We went to Destin almost two weeks ago. It's the last spot our entire family vacationed together, and it is, to a person, our favorite place in the world. The stretch of beach called Miramar has clear blue Gulf and powder-fine sand. When we visit, it's always idyllically warm, no bugs, just lots of suntan lotion and a day split between the beach and the pool.
Jenny walked down the beach, back to where we were last year, and as she walked, she discovered a little shell that we have all called "butterfly shell" because it looks like two wings joined almost invisibly in the middle. She brought her butterfly shell home.
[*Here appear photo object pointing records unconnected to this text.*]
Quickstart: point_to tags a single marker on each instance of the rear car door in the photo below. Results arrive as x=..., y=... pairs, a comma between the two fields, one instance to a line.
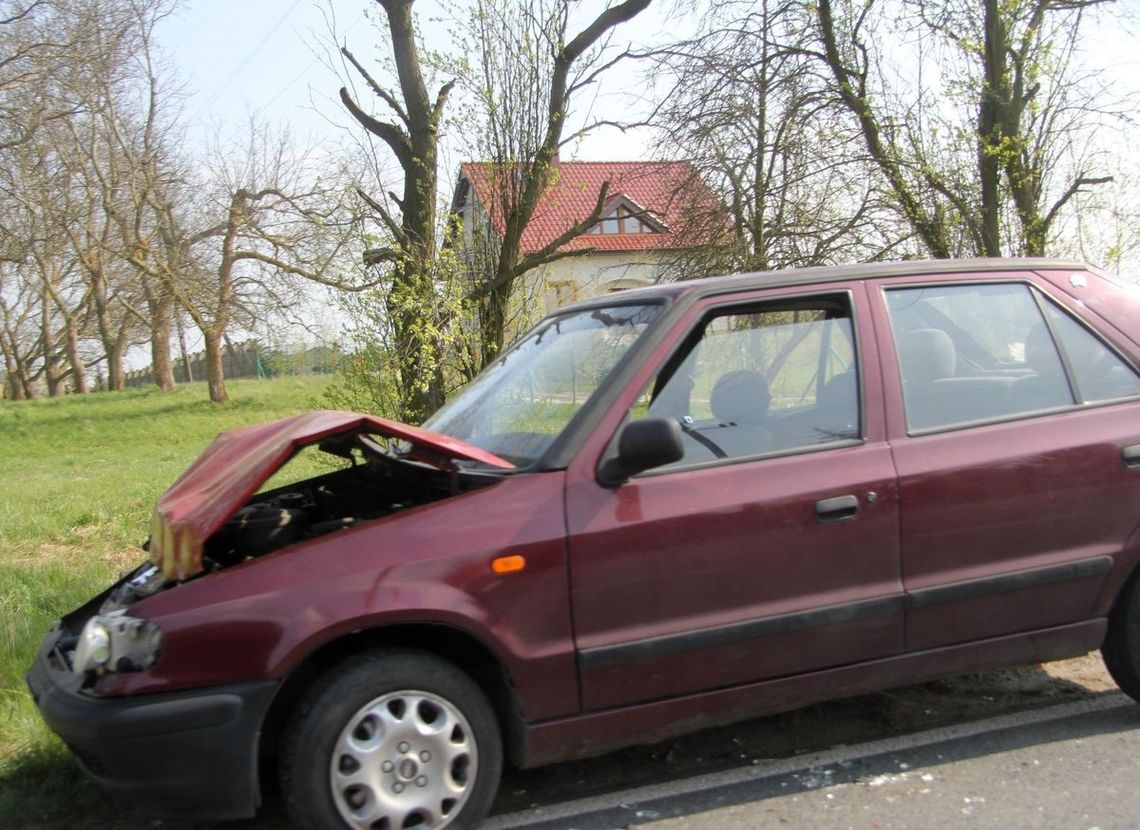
x=1011, y=418
x=771, y=547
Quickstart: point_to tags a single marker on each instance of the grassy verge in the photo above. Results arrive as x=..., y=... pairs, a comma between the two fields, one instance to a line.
x=79, y=477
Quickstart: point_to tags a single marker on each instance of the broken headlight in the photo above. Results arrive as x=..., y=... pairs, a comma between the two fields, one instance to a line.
x=116, y=643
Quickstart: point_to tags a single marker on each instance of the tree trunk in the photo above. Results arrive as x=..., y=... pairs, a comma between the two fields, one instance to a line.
x=160, y=341
x=216, y=375
x=48, y=346
x=994, y=89
x=78, y=371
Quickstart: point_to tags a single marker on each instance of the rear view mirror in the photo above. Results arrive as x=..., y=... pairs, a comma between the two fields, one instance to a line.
x=642, y=445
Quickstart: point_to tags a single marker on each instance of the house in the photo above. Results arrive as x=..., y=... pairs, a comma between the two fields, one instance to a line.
x=646, y=222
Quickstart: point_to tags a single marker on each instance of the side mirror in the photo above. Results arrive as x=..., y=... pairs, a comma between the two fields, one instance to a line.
x=642, y=445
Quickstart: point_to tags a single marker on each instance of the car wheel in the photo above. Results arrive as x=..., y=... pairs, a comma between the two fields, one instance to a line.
x=1121, y=649
x=391, y=739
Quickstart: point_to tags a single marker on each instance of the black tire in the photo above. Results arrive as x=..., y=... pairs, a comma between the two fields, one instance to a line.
x=391, y=739
x=1121, y=649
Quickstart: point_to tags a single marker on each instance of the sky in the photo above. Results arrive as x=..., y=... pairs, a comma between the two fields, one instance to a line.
x=271, y=58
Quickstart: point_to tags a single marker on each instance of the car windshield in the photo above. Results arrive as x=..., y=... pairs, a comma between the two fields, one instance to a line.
x=519, y=405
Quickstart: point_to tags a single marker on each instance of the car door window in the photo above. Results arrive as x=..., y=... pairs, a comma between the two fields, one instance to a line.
x=762, y=380
x=974, y=354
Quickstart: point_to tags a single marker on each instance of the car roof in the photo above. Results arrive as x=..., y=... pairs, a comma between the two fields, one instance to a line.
x=823, y=275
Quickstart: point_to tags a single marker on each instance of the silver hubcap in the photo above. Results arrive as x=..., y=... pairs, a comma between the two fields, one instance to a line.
x=406, y=759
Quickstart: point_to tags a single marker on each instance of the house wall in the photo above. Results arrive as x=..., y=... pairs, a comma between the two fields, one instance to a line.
x=573, y=278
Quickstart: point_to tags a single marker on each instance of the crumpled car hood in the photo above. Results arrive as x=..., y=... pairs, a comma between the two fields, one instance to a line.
x=238, y=462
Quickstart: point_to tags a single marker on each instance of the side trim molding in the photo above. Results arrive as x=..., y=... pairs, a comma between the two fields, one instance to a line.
x=656, y=648
x=1016, y=580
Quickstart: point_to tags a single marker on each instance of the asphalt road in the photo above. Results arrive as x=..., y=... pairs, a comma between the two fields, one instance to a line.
x=1069, y=765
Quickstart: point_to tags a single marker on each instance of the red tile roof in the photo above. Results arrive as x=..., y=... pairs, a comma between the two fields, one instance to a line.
x=668, y=190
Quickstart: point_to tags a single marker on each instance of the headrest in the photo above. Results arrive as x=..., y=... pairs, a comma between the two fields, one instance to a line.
x=740, y=397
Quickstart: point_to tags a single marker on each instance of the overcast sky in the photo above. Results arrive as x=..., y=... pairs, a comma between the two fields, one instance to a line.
x=269, y=57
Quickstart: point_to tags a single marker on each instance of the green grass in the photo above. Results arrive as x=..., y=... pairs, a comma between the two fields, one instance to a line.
x=79, y=477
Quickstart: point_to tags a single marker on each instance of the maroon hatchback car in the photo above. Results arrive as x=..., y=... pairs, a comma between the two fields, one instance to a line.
x=661, y=510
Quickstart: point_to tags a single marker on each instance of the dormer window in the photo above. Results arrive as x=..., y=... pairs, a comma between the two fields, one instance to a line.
x=626, y=217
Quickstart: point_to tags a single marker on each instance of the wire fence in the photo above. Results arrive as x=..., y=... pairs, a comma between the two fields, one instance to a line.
x=249, y=359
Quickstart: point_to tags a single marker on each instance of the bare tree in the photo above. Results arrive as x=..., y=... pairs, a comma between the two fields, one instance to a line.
x=747, y=106
x=1022, y=106
x=410, y=133
x=268, y=219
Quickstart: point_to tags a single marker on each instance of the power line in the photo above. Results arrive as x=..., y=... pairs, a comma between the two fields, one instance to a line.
x=249, y=58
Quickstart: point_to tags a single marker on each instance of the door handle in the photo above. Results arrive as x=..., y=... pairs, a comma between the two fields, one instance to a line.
x=840, y=507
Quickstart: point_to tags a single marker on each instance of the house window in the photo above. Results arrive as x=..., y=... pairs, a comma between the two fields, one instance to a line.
x=562, y=292
x=621, y=221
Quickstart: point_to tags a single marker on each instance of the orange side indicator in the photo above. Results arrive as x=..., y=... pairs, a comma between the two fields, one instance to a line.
x=509, y=564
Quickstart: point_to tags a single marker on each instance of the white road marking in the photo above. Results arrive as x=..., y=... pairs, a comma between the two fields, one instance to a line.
x=799, y=763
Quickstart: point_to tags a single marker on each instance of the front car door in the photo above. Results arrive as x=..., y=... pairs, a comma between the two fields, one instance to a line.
x=771, y=547
x=1010, y=417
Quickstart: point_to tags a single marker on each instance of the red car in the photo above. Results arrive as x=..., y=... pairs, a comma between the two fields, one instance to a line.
x=660, y=511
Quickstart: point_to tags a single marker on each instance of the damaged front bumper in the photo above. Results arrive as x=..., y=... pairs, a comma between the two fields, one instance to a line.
x=188, y=755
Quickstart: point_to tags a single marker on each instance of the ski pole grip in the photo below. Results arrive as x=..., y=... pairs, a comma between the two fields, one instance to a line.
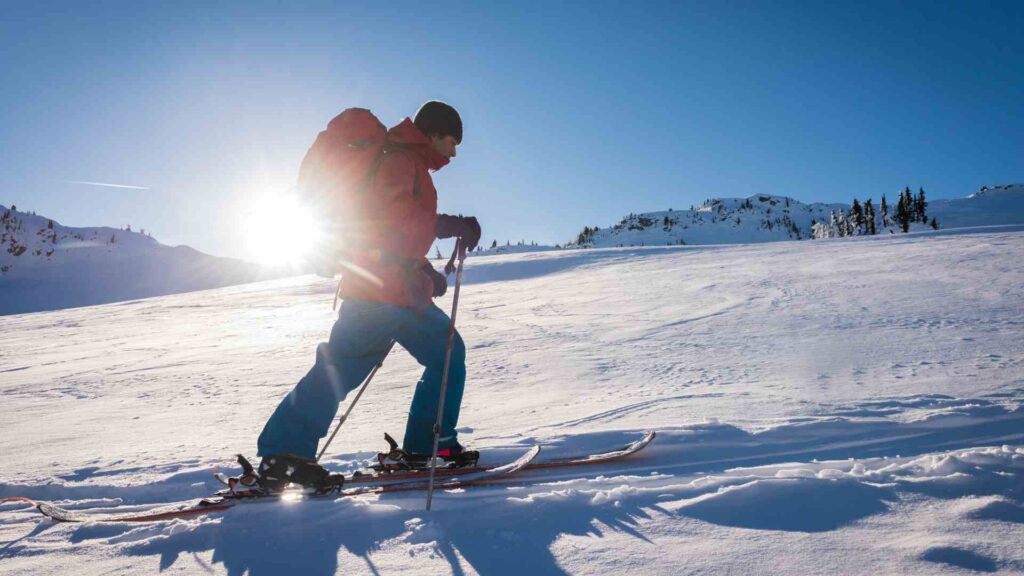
x=460, y=251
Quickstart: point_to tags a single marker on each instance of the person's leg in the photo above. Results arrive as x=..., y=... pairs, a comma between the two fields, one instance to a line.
x=425, y=336
x=358, y=339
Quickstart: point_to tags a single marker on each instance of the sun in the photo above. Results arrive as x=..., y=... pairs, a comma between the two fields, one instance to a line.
x=281, y=231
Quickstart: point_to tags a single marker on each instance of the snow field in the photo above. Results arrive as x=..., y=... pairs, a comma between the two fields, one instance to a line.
x=848, y=406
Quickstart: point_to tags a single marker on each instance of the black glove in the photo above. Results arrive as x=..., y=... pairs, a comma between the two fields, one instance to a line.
x=465, y=228
x=439, y=280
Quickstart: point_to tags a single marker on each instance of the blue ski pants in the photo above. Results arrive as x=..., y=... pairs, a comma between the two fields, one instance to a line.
x=358, y=341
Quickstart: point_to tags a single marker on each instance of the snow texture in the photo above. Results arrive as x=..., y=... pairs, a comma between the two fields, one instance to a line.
x=763, y=217
x=845, y=406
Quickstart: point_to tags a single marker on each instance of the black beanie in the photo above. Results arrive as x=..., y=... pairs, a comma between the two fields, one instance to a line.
x=438, y=118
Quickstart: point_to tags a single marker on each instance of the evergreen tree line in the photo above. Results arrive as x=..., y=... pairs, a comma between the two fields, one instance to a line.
x=862, y=219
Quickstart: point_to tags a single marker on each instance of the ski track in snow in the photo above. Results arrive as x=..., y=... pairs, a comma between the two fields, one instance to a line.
x=852, y=406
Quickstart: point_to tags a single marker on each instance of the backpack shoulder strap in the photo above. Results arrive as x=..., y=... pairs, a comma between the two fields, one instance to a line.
x=391, y=147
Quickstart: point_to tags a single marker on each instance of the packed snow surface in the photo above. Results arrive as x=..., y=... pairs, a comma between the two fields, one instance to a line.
x=849, y=406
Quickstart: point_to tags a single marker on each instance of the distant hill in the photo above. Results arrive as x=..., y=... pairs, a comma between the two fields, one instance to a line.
x=763, y=217
x=45, y=265
x=990, y=205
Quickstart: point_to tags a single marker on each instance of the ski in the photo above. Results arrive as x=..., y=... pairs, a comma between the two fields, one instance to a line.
x=356, y=485
x=384, y=479
x=225, y=499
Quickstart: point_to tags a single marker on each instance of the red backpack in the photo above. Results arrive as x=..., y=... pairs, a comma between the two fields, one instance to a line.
x=337, y=170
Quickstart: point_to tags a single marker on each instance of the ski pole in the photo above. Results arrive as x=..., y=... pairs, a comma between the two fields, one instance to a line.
x=363, y=388
x=461, y=250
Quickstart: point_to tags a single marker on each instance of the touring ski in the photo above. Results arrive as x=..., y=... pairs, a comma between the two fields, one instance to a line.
x=225, y=499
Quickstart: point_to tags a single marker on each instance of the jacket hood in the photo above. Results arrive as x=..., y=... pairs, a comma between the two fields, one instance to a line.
x=410, y=137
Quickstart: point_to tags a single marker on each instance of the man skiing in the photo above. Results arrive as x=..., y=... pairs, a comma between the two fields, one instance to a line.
x=387, y=288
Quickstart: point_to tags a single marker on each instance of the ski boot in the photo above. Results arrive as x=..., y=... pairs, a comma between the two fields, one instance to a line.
x=279, y=470
x=276, y=472
x=396, y=459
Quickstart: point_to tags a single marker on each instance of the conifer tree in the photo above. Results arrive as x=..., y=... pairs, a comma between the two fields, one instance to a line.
x=869, y=217
x=903, y=211
x=856, y=217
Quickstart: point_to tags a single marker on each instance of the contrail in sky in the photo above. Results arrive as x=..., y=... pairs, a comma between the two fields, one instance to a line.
x=104, y=184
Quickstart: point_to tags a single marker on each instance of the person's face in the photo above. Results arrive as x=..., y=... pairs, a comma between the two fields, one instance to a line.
x=444, y=146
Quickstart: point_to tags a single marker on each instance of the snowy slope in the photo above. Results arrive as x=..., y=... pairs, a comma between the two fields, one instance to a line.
x=990, y=205
x=763, y=217
x=844, y=406
x=45, y=265
x=760, y=217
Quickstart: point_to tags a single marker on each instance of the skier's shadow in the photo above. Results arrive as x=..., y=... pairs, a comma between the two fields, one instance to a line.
x=325, y=537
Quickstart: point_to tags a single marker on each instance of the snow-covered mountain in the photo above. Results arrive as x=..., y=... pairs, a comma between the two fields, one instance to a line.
x=762, y=217
x=45, y=265
x=852, y=407
x=990, y=205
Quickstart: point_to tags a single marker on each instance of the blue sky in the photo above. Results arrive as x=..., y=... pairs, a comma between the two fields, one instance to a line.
x=576, y=113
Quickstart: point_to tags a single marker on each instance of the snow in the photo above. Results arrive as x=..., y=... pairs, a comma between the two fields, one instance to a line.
x=764, y=217
x=850, y=406
x=46, y=265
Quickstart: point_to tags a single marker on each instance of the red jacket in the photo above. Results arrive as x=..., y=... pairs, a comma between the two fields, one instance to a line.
x=399, y=211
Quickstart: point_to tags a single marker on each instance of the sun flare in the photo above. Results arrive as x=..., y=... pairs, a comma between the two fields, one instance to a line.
x=281, y=231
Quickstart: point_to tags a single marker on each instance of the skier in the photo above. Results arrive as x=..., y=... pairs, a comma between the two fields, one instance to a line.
x=387, y=289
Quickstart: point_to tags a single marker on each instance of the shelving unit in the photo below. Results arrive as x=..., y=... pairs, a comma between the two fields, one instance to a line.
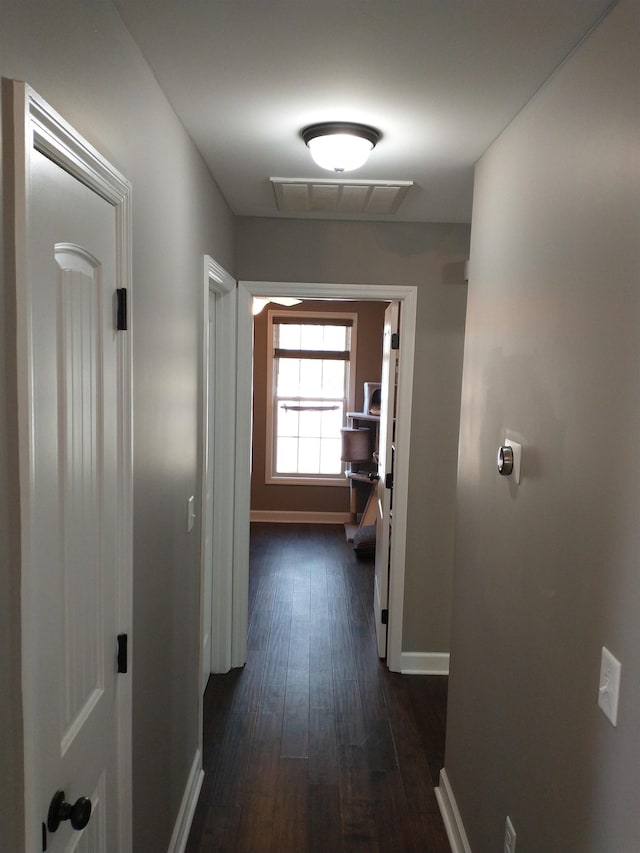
x=364, y=473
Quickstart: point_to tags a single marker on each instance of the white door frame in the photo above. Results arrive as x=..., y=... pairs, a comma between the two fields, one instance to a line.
x=37, y=125
x=407, y=296
x=219, y=285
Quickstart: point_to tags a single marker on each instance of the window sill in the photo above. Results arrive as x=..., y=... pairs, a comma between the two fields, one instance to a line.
x=307, y=481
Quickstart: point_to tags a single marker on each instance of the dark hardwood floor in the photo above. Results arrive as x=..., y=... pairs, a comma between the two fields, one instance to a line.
x=315, y=747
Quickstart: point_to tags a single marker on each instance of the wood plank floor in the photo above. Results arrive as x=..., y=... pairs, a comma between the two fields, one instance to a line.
x=315, y=747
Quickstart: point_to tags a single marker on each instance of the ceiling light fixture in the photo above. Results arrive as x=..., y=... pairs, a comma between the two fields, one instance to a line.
x=340, y=146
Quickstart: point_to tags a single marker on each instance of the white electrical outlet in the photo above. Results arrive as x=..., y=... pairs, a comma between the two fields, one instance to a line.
x=191, y=513
x=609, y=688
x=509, y=837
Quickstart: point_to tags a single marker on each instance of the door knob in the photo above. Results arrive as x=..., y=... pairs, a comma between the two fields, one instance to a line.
x=78, y=814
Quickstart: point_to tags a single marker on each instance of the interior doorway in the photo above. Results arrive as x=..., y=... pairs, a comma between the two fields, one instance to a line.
x=247, y=290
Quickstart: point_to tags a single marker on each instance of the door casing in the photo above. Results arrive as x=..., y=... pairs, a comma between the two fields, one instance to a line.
x=218, y=284
x=407, y=296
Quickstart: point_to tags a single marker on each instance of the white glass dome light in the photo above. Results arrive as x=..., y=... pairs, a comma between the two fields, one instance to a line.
x=340, y=146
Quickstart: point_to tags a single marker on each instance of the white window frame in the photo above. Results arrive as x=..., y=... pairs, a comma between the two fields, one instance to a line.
x=271, y=478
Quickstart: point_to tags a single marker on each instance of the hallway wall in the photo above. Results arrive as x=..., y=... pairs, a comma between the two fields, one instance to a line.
x=78, y=56
x=548, y=572
x=430, y=256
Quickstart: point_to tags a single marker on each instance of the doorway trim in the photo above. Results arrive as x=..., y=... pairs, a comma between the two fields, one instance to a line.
x=219, y=284
x=36, y=125
x=407, y=296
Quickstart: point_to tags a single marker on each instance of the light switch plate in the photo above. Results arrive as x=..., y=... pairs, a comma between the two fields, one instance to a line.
x=609, y=688
x=517, y=457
A few days later, I went out at low tide. I just like it when the water's receded and sand bars protrude, as if you're there at Earth's first day, the first person to stand on a never-discovered island. I had no intention of doing anything but walking and listening to the waves, but I'm my father's son, and I saw flecks of beauty revealed in the receding water. Beautiful shells. I picked some up, and after a few steps, became selective.
That day I found some beautiful butterfly shells. Must have been the season for them. I didn't want to crush them, and being improperly prepared, I just held my shells in my right hand as I wandered down the shore.
As I returned, my hand was mostly full. Incredible colors, some intriguing fossilizations, some just perfect. I kept the butterfly shells on the top of my stack, so I wouldn't break them.
A funny thing happened.
A gust of wind would blow, and a butterfly shell would catch the breeze, and fly out of my hand. I'd stop, hustle to the shell before it was recovered by water and sand, put it gently back into my hand, and keep walking.
And it happened again. And again. And being my father's son, I laughed. Because Dad always found the appropriate amount of humor in things by imagining someone watching himself as he was doing something. Here I was, middle-aged man, walking down the beach, chasing shells flying out of my hand.
I couldn't hold the butterfly shells too tightly - they might break. And I couldn't keep them from catching the breeze. If I was going to take them back to our room, I'd have to keep chasing them.
We can't hold on to them tightly enough. We still can't. Whatever my dad and Zoe began as, they were made to fly away.